Now, she has reached the top of her profession with a balanced perspective, never reluctant to say thanks and quick to express gratefulness for where she is and how she got there.
She is a feature reporter on College GameDay and roams the sidelines for the ESPN/ABC’s No. 1 college football crew of Chris Fowler and Kirk Herbstreit.
There’s more. She hosts NBA Countdown; she is the studio host for NCAA College Basketball.
That’s heady stuff for a young person who has always accentuated work ethic and relationships as conduits for success. She is as comfortable with a microphone in her hands as she was with a basketball and volleyball during her competitive days at UGA.
She studies with the greatest of diligence when preparing for a game, even when she knows at halftime she may be interviewing a veteran coach as he comes off the field, not knowing what his emotions are. Will he be an easygoing Jekyll or a sinister Hyde? It is not a time to shoot from the hip. Ask a good question and you get respect.

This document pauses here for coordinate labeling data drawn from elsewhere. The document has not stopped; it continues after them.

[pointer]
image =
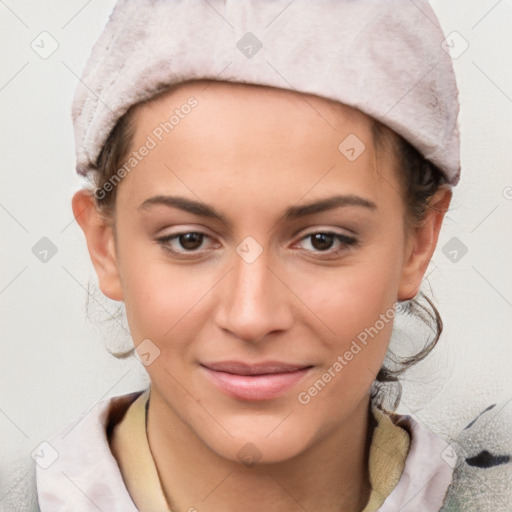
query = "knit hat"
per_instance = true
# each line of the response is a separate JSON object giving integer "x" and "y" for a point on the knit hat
{"x": 386, "y": 58}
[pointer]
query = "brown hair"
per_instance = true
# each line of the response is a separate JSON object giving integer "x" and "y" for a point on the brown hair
{"x": 420, "y": 180}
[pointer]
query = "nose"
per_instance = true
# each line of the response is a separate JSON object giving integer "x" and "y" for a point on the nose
{"x": 254, "y": 301}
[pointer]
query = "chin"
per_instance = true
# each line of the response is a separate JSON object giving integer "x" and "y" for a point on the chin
{"x": 266, "y": 443}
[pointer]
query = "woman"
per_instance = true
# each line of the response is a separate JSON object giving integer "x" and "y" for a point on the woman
{"x": 263, "y": 203}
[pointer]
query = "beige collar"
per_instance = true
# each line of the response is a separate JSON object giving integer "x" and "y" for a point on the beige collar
{"x": 129, "y": 445}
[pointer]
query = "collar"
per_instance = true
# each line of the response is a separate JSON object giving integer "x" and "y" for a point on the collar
{"x": 86, "y": 474}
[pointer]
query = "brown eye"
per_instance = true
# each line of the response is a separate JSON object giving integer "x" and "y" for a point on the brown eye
{"x": 328, "y": 243}
{"x": 191, "y": 241}
{"x": 184, "y": 244}
{"x": 322, "y": 241}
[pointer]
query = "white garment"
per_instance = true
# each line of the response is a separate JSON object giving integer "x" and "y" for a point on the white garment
{"x": 85, "y": 476}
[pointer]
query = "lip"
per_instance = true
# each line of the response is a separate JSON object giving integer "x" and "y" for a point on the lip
{"x": 255, "y": 382}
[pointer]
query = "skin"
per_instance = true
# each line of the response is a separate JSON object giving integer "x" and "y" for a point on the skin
{"x": 250, "y": 153}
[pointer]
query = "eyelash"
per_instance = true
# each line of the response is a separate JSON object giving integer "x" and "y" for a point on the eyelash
{"x": 347, "y": 242}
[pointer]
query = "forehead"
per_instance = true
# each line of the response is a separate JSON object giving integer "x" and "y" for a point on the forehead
{"x": 240, "y": 136}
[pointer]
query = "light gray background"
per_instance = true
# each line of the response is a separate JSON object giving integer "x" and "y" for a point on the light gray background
{"x": 53, "y": 361}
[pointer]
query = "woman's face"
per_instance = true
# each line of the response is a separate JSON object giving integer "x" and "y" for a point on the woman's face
{"x": 269, "y": 321}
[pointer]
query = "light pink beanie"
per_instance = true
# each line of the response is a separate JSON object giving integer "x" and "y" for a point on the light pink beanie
{"x": 386, "y": 58}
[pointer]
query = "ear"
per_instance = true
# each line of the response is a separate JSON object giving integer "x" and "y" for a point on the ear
{"x": 99, "y": 233}
{"x": 421, "y": 244}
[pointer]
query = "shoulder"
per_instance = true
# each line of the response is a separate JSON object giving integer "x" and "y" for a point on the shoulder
{"x": 482, "y": 480}
{"x": 20, "y": 492}
{"x": 80, "y": 453}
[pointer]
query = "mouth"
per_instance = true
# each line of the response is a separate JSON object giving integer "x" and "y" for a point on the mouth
{"x": 255, "y": 382}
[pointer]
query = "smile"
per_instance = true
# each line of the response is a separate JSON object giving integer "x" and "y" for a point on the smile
{"x": 263, "y": 381}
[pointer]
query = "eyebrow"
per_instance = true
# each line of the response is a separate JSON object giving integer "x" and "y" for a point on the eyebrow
{"x": 291, "y": 213}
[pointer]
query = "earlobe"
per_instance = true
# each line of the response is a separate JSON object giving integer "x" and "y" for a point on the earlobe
{"x": 422, "y": 243}
{"x": 99, "y": 235}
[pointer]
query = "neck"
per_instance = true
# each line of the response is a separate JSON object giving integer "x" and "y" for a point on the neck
{"x": 330, "y": 475}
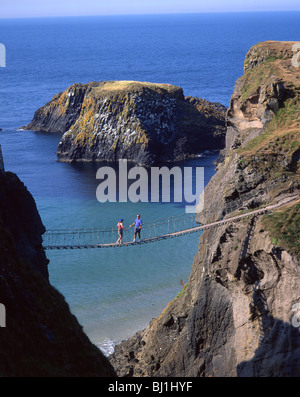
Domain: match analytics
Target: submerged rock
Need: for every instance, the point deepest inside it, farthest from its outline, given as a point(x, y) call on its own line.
point(239, 314)
point(142, 122)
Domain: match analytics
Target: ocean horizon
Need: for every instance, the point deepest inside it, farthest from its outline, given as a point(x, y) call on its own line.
point(116, 293)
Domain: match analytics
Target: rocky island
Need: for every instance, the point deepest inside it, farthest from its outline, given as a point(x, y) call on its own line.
point(142, 122)
point(239, 313)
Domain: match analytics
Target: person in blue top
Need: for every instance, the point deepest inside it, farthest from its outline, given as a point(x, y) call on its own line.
point(137, 227)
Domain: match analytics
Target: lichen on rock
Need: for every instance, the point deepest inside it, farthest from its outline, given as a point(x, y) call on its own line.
point(234, 318)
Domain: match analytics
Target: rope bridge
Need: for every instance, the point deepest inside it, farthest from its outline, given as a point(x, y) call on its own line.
point(162, 229)
point(106, 237)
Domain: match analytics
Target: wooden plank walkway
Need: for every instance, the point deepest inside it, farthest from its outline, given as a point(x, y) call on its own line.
point(181, 232)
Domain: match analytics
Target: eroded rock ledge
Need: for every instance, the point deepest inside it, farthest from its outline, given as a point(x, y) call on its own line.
point(142, 122)
point(235, 317)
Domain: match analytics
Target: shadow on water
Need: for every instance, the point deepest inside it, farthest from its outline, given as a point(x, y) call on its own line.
point(278, 353)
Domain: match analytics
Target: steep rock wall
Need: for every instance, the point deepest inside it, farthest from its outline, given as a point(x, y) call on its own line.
point(235, 317)
point(41, 337)
point(142, 122)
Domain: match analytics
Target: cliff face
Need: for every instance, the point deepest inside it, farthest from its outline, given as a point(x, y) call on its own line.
point(236, 317)
point(41, 337)
point(142, 122)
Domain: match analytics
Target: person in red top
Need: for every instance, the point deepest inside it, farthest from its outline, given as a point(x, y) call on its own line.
point(120, 231)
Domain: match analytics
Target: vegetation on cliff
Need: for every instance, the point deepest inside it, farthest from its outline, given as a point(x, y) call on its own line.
point(140, 121)
point(42, 338)
point(234, 318)
point(284, 227)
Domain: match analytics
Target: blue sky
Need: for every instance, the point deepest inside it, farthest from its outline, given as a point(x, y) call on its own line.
point(36, 8)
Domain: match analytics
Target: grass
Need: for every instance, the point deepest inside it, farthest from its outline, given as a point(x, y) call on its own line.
point(284, 228)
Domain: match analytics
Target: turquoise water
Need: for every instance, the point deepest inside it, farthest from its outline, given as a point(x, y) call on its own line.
point(115, 292)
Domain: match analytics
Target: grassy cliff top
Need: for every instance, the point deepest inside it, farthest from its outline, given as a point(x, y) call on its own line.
point(127, 86)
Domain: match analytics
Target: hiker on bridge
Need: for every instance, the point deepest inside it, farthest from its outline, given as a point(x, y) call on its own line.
point(137, 227)
point(120, 231)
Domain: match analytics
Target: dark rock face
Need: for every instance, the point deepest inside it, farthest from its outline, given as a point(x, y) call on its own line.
point(41, 337)
point(142, 122)
point(237, 316)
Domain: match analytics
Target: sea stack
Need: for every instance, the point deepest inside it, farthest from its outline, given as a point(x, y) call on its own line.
point(142, 122)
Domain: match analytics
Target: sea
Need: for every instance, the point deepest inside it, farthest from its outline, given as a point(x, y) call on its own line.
point(115, 292)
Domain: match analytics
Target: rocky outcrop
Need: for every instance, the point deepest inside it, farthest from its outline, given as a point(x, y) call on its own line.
point(239, 314)
point(41, 337)
point(142, 122)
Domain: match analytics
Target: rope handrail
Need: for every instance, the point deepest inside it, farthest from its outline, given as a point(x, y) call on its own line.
point(91, 238)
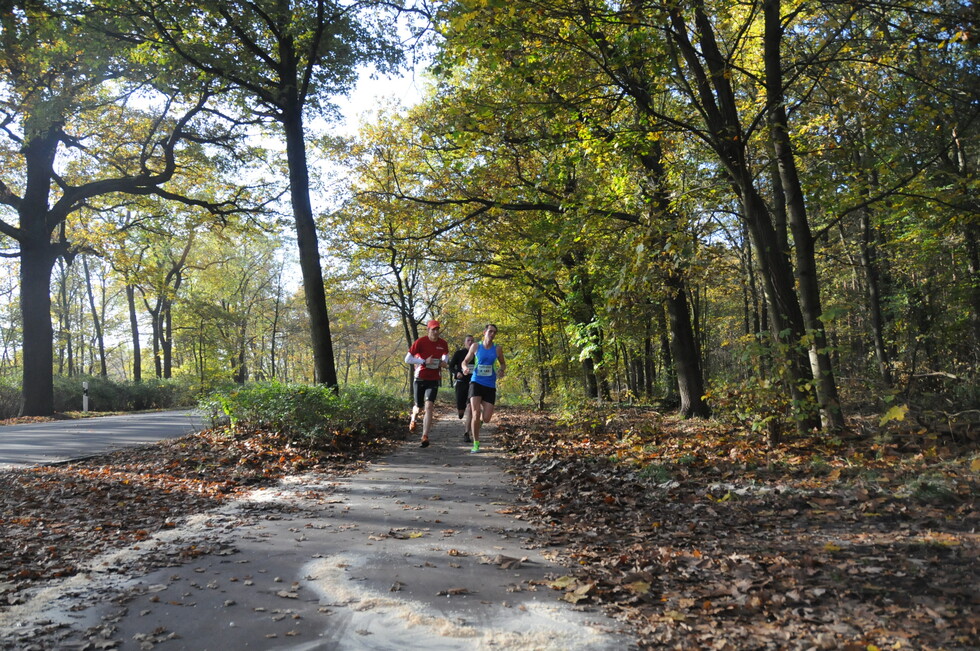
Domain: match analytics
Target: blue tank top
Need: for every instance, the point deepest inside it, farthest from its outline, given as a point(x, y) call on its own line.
point(485, 366)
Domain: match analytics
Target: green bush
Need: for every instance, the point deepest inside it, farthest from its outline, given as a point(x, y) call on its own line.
point(307, 414)
point(111, 395)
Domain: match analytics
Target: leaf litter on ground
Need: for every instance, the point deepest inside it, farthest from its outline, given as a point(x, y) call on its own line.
point(700, 536)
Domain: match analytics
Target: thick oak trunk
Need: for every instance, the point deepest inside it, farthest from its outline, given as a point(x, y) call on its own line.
point(309, 252)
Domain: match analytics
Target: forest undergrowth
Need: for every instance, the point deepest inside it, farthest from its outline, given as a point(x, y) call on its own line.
point(701, 536)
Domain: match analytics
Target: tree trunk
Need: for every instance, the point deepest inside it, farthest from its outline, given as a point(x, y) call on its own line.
point(806, 269)
point(66, 351)
point(134, 329)
point(309, 252)
point(166, 338)
point(711, 87)
point(684, 350)
point(96, 321)
point(36, 264)
point(869, 263)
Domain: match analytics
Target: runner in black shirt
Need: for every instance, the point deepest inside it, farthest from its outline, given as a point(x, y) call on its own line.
point(462, 384)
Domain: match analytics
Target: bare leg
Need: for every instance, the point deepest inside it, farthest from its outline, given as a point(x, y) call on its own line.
point(476, 410)
point(415, 413)
point(427, 419)
point(487, 411)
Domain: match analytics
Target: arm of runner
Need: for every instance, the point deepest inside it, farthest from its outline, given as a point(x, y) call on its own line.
point(469, 357)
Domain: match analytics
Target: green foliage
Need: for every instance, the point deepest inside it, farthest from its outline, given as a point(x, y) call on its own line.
point(111, 395)
point(306, 414)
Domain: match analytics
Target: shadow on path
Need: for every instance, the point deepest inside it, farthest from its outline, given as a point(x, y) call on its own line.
point(416, 553)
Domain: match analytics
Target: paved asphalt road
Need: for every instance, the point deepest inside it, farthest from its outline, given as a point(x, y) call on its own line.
point(62, 440)
point(420, 551)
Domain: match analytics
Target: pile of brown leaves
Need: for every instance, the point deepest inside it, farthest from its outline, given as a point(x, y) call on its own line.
point(55, 518)
point(699, 537)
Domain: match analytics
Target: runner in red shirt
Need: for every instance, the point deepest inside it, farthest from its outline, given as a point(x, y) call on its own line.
point(429, 353)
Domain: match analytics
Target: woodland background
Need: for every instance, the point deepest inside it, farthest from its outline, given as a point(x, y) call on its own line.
point(764, 210)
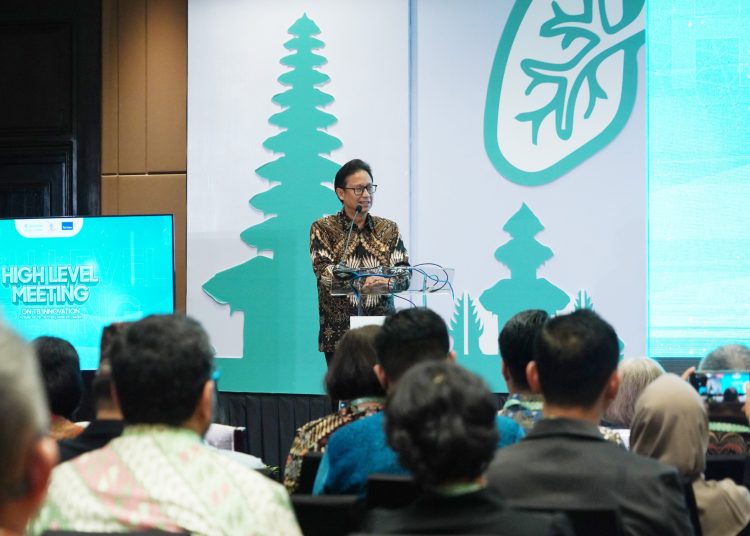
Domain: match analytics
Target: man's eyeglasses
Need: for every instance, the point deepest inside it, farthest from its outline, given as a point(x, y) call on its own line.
point(359, 190)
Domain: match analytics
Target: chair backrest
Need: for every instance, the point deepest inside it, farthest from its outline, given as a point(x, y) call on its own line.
point(391, 491)
point(687, 486)
point(328, 515)
point(223, 436)
point(308, 471)
point(721, 466)
point(589, 522)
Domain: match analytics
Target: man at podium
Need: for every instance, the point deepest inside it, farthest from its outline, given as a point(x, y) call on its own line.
point(349, 240)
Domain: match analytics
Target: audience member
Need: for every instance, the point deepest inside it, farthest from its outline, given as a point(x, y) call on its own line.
point(671, 425)
point(636, 373)
point(108, 423)
point(351, 379)
point(440, 419)
point(63, 383)
point(727, 357)
point(27, 454)
point(159, 474)
point(359, 449)
point(729, 432)
point(564, 462)
point(516, 343)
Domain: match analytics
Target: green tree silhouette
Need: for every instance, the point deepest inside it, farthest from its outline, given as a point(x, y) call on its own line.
point(583, 301)
point(523, 255)
point(278, 295)
point(465, 306)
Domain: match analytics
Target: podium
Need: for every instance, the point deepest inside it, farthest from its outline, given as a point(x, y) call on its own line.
point(417, 282)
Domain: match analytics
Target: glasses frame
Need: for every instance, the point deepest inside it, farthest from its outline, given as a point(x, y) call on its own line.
point(371, 189)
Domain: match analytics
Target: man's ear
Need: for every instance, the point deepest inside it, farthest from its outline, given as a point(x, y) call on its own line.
point(532, 378)
point(381, 376)
point(613, 385)
point(205, 409)
point(43, 458)
point(505, 373)
point(113, 393)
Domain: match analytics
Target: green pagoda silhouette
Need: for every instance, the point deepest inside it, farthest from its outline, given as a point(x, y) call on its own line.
point(466, 338)
point(277, 294)
point(523, 255)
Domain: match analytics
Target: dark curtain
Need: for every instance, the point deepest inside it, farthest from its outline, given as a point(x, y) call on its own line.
point(270, 421)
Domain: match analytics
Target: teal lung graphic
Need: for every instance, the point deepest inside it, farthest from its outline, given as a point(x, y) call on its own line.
point(562, 85)
point(583, 301)
point(277, 294)
point(523, 255)
point(466, 328)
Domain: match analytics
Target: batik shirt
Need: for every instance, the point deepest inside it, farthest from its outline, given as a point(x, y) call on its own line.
point(378, 243)
point(527, 410)
point(313, 436)
point(157, 477)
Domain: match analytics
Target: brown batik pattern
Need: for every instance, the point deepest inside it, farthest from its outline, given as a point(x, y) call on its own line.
point(378, 243)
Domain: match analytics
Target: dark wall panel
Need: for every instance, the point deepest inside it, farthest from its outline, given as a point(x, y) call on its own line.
point(50, 108)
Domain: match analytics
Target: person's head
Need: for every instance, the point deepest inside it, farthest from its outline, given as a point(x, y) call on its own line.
point(636, 373)
point(61, 371)
point(409, 337)
point(162, 372)
point(575, 361)
point(354, 186)
point(101, 386)
point(28, 455)
point(671, 425)
point(351, 373)
point(516, 343)
point(440, 419)
point(728, 357)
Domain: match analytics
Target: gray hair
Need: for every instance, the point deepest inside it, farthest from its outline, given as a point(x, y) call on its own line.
point(23, 407)
point(635, 375)
point(727, 357)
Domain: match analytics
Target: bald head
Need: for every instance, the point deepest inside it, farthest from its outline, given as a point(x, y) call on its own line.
point(27, 456)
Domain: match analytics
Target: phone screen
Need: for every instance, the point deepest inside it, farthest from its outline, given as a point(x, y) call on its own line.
point(721, 385)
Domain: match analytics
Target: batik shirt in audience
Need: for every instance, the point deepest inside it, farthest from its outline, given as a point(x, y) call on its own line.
point(526, 410)
point(313, 436)
point(164, 478)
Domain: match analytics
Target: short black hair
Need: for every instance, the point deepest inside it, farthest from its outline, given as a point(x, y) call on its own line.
point(61, 372)
point(727, 357)
point(350, 375)
point(575, 355)
point(440, 419)
point(409, 337)
point(101, 386)
point(161, 368)
point(516, 342)
point(350, 168)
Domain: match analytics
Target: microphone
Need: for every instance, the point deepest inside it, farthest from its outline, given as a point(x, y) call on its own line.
point(342, 271)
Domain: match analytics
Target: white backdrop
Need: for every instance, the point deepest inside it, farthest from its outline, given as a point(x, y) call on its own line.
point(435, 180)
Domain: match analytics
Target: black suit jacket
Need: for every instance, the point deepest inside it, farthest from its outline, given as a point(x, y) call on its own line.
point(479, 512)
point(97, 434)
point(567, 464)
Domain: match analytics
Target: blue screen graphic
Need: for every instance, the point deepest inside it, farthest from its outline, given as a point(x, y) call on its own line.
point(70, 277)
point(699, 175)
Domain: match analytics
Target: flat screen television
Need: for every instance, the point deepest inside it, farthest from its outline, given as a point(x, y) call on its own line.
point(71, 276)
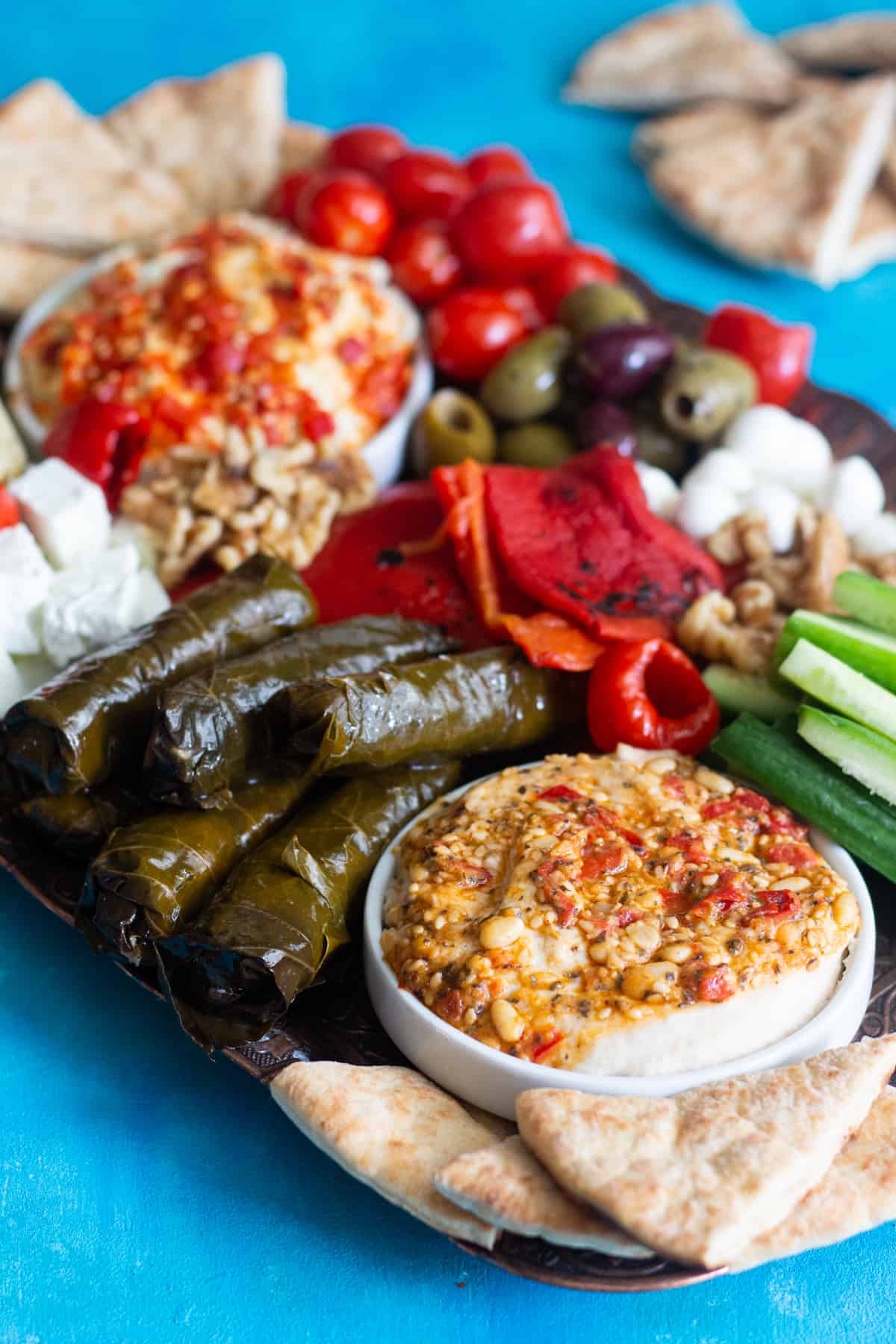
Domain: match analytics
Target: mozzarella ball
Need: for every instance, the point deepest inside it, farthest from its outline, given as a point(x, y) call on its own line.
point(781, 448)
point(660, 490)
point(853, 494)
point(780, 507)
point(877, 538)
point(704, 508)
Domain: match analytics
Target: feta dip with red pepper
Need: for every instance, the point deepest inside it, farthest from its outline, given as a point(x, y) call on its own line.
point(620, 914)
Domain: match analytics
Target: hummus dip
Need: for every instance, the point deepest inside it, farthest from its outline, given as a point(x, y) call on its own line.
point(621, 914)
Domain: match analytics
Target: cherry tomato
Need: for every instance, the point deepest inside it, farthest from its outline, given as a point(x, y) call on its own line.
point(425, 184)
point(509, 230)
point(366, 148)
point(284, 201)
point(575, 267)
point(470, 329)
point(8, 508)
point(496, 163)
point(523, 299)
point(347, 210)
point(778, 354)
point(423, 261)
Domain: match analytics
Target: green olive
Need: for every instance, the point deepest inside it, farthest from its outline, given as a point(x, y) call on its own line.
point(593, 307)
point(703, 390)
point(528, 381)
point(660, 448)
point(541, 444)
point(450, 428)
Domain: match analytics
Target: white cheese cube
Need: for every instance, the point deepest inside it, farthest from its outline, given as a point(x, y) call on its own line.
point(13, 683)
point(781, 448)
point(13, 455)
point(25, 581)
point(90, 606)
point(660, 490)
point(704, 508)
point(65, 511)
point(855, 494)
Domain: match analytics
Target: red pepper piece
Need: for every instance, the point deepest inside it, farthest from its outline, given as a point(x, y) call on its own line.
point(797, 855)
point(778, 354)
point(650, 695)
point(105, 441)
point(10, 514)
point(361, 570)
point(581, 541)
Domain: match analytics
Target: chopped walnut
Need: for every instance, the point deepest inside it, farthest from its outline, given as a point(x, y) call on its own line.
point(827, 557)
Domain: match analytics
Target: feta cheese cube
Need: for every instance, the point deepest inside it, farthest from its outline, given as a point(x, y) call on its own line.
point(66, 512)
point(25, 581)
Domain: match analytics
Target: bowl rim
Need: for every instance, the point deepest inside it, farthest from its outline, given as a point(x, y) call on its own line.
point(34, 430)
point(857, 962)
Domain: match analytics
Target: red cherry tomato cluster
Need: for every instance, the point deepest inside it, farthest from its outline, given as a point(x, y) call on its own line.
point(482, 245)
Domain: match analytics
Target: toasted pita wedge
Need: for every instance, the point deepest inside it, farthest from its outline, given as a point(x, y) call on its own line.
point(857, 1192)
point(65, 175)
point(393, 1129)
point(301, 147)
point(218, 137)
point(786, 191)
point(508, 1187)
point(702, 1175)
point(677, 55)
point(26, 272)
point(853, 42)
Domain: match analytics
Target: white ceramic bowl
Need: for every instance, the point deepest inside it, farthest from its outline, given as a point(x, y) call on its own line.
point(492, 1080)
point(385, 452)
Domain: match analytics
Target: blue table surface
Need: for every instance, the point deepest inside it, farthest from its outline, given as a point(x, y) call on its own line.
point(147, 1194)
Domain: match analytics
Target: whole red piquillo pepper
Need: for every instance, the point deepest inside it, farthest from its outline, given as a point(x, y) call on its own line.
point(650, 695)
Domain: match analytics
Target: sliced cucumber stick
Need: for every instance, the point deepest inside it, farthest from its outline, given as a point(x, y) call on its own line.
point(868, 600)
point(860, 752)
point(815, 788)
point(738, 691)
point(865, 651)
point(841, 687)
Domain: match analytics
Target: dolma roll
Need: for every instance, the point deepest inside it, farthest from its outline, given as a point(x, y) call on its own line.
point(160, 870)
point(81, 823)
point(455, 705)
point(234, 972)
point(96, 717)
point(211, 727)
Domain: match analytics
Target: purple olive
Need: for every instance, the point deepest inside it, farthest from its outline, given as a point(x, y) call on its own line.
point(618, 362)
point(605, 423)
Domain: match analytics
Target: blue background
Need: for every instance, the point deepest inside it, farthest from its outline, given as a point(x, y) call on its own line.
point(147, 1194)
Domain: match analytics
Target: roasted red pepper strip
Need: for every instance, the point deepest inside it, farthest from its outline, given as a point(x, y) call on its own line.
point(101, 440)
point(650, 695)
point(778, 354)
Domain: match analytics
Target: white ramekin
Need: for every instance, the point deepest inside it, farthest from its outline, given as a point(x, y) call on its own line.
point(385, 452)
point(494, 1081)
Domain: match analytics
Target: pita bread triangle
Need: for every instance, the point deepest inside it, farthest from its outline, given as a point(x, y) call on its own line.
point(786, 191)
point(852, 42)
point(702, 1175)
point(682, 54)
point(508, 1187)
point(218, 137)
point(390, 1128)
point(857, 1192)
point(65, 176)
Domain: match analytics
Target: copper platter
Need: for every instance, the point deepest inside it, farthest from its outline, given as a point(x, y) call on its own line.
point(336, 1021)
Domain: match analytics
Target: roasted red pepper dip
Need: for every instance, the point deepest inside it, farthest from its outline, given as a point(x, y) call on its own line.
point(556, 913)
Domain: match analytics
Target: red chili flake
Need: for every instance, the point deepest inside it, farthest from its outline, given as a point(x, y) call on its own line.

Alabama’s head football coach Nick Saban responded with a sharp dismissal a couple of seasons ago when she dared venture into the status of his two quarterbacks, Tua Tagovailoa and Jalen Hurts. Maria was non-plussed and handled his outburst like a pro. Saban later apologized.
It became habitual early in her career to evaluate other announcers, paying close attention to their ability to interview a sports personality, whether in a studio with no distractions or outside a locker room in a tight game with overwhelming intrusions.
She is mindful of the UGA graduates who have risen to the pinnacle in television – Amy Robach with ABC’s 20/20 and Good Morning America, Deborah Roberts also with ABC News and Deborah Norville with the syndicated news magazine Inside Edition. And the first to make it big, Julie Moran, who after co-hosting NBA Inside Stuff, became weekend anchor and co-host of Entertainment Tonight. Maria has the right stuff for those types of assignments if producers were to come calling.
Now living in Atlanta, she brings intellect, resourcefulness and class to her job and is highly respected for her work.
It would be safe to say, this accomplished woman has special qualities as a broadcaster and as a person.